Biologist Steve Mortensen, director of Fish, Wildlife and Plant Resources for the Leech Lake Band of Ojibwe, said state and tribal natural resource managers might have sought to kill more cormorants on Leech Lake last year and this year if the culling ban hadn’t been in effect. He looks forward to the return of permitting, even if the new application process requires more environmental assessment work.

“It would certainly give us more flexibility,” Mortensen said.

He admitted it’s not easy to tell if colonies of fish-eating cormorants make a given lake less productive for game fish — especially when a lake’s ecology is changing because of aquatic invasive species or other factors. Each bird eats about one pound of fish per day. Their preference is for slow-moving, schooling fish in the 1- to 4-inch range.

On Leech, the cormorants peaked in 2004 with a population of 10,000. Anglers and local tourism officials alleged an adverse effect on walleyes and forage fish, and state fisheries managers cited a possible link to the low rate of walleyes developing to catchable sizes.

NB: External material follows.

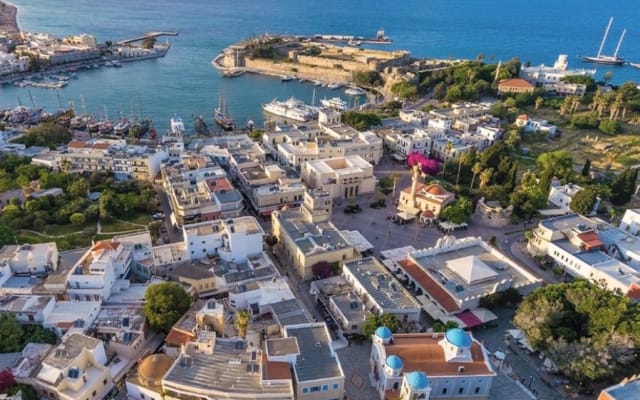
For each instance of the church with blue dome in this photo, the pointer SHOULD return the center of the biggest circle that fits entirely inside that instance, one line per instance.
(412, 366)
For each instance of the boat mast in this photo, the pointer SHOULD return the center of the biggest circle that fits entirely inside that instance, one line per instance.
(604, 38)
(615, 55)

In recent years, after a revival in Leech Lake walleye numbers, annual passes for shooting the birds have been required to sustain the management goal of 500 nesting birds. In some years, that has required killing as many as 1,700 adult cormorants.

Mortenson said the shooting continued this year under a rare type of permit that allows cormorants to be killed for scientific purposes. The 700 cormorants shot over Leech Lake and tribal lands this spring and summer were frozen and studied for diet details.

“Anything that tends to compete with us for food is a species of concern,” Mortenson said.